California may allow Volkswagen TDI vehicles that don’t meet emissions standards to stay on the road, because a full fix to the problem may not be available. That’s the word from California’s air regulators at a hearing on Tuesday.
According to Reuters, the California Air Resources Board says it’s goal had been to fix the vehicles that contain software designed to cheat emissions and get them back on the roads. However, regulators say that may not be possible.
“Our goal has been to fix the vehicles and return them to their certified configuration as expeditiously as possible,” said Todd Sax, chief of the California Air Resources Board enforcement division. “Unfortunately, this may not be possible.”
California is home to more than 82,000 VW TDI vehicles equipped with a “defeat device”. It allows them to pass emissions tests even though they exceed federal standards up to 40 times when driven on the road.
Sax says the board doesn’t think there is a viable fix even though Volkswagen’s said it would come up with one. The automaker is already fixing vehicles in Europe, but there are different requirements there.
“We will have to decide what the best approach is to dealing with these vehicles, and one of the options potentially would be to accept something less than a full fix,” he said.

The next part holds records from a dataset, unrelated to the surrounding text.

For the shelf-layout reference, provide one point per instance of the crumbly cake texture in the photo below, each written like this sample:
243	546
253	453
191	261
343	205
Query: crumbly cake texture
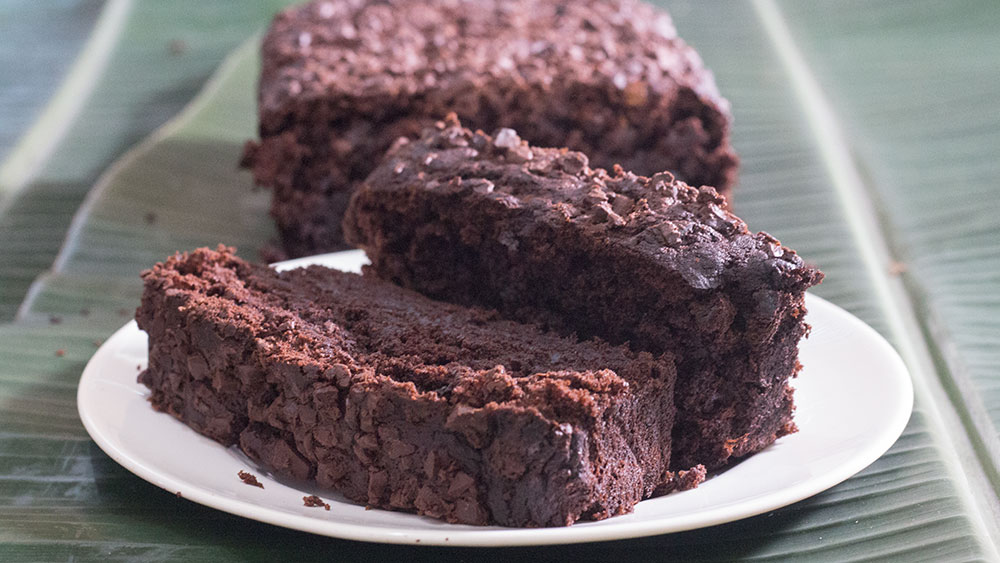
343	79
537	234
400	402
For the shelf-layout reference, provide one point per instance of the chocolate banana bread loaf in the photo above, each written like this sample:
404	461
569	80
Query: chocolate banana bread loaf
342	79
539	235
404	403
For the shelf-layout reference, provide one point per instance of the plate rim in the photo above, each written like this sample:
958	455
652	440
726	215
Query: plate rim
505	537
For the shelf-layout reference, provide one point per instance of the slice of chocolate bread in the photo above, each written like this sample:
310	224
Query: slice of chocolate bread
404	403
537	234
342	79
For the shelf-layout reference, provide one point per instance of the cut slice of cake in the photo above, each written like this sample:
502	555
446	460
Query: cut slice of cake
404	403
537	234
342	79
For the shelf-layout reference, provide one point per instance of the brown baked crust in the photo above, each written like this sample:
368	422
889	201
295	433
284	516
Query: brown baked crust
403	403
342	79
537	234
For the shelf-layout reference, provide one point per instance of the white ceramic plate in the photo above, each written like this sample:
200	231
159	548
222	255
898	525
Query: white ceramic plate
854	398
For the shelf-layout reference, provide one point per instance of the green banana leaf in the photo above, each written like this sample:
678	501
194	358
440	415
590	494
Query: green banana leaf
869	137
143	61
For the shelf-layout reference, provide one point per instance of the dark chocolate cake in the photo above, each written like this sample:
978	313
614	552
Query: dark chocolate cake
539	235
342	79
404	403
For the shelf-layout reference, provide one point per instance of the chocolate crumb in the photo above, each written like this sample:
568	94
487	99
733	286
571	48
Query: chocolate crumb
249	479
177	47
313	501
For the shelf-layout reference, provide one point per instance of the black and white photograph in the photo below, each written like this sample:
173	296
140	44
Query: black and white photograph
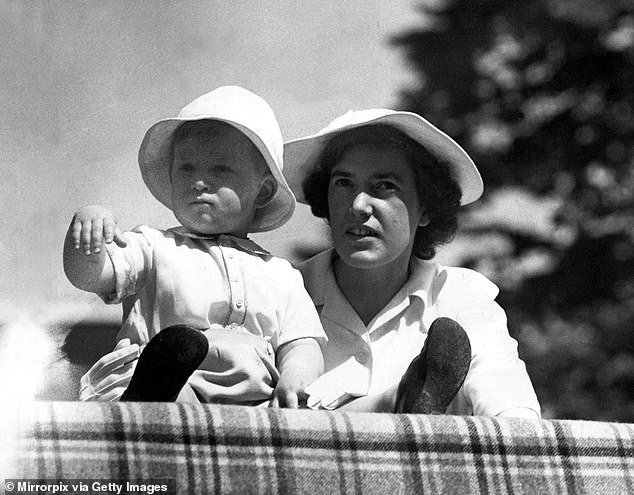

Of course, not everyone agrees with this line of thinking. California State Senator Jim Beall is among them. He argued that allowing “partially fixed” VW diesels to continue driving on the road raised “moral dilemmas”. One of Beall’s concerns is that VW may resell cars it buys back from California in other less-regulated markets.
No decision has been made yet on moving forward with a partial fix. Volkswagen did not participate in Tuesday’s hearing.
Monday, VW warned its workers that tough times are likely ahead. If fines are steep enough, the company may be forced to layoff some employees.